Chapter 1.3, Problem 33E

In Exercises 33-40, find an equation of the tangent line to the graph $y=f(x)$

at the given $x$. Do not apply formula (6), but proceed as we did in Example 4

$f(x)=x^3,x=-2$.

Example 4

Finding the Equation of Tangent Line at Given $x$

Find the point-slope equation of the tangent line to the graph of $f(x)=\frac{1}{x^2}$

at $x=2$.

Solution

In this problem, we are given a point on the tangent line, but only its first coordinate $x=2$.
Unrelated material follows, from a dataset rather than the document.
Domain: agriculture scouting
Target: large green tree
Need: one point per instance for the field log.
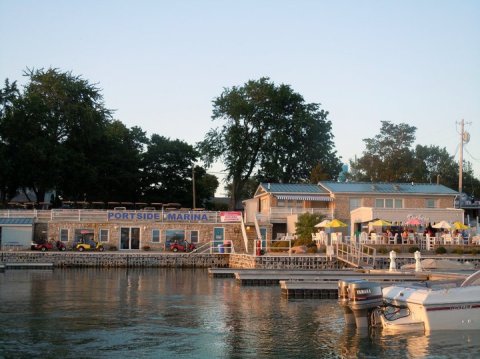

Since the point is on the graph $f(x)=\frac{1}{x^2}$, we get the second coordinate by plugging $x$

-value into $f(x)$:

$y=f(2)=\frac{1}{2^2}=\frac{1}{4}$.

Thus, $\left(2,\frac{1}{4}\right)$

is the point on the graph and the tangent line. Next, we find the slope of the tangent line. For this purpose, we compute $f\text{'}(x)$

by using the power rule:

$f(x)=\frac{1}{x^2}=x^{-2}$

$f\text{'}(x)=(-2)x^{-2-1}=-2x^{-3}=\frac{-2}{x^3}$.

The slope tangent line when $x=2$

is $f\text{'}(2)=\frac{-2}{2^3}=\frac{-1}{4}$.

In the point-slope form, the equation of the tangent line is $y-\frac{1}{4}=-\frac{1}{4}(x-2)$.